Our hotel just outside Aalborg is in an old country house amid sprawling meadows on the edge of a wood. It’s a balmy afternoon, with the sun still high in the sky at nearly seven o’clock and just a few clouds disappearing off the horizon. It’s the kind of place where you want to relax in one of the salons and admire the view, a glass of chilled Chablis in hand. I enthusiastically grab the wine list from our waitress who shares my preference for French dry white wine. “Here we are: Chablis. How much is 620 Danish kroner?”. Dr K quickly checks the exchange rate and replies crisply: “How much is the Chilean white?”.
The gasp-inducing price of alcohol is one sure sign that we’re in Scandinavia. But there are other clues that we have left Germany and are now in Denmark.

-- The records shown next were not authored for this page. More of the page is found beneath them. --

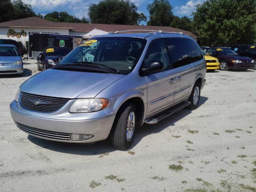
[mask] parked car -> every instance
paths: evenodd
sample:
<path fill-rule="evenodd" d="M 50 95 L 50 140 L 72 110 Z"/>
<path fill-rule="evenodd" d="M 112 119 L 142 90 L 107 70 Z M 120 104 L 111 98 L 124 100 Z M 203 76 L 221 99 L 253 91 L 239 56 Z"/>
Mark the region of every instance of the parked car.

Both countries are in the Schengen area and there are no border checks; you just drive through. The scenery is the same: mostly flat landscape with open fields interrupted here and there by sections of forests; the trees are still a fresh green and the meadows are just turning yellow. If it weren’t for the signs saying you are crossing a border, there would be no way to tell. But within minutes we realise we’ve changed country. The small town we’re driving through seems to have more sex shops than bakeries, and large billboards show leather-clad ladies offering all manners of services.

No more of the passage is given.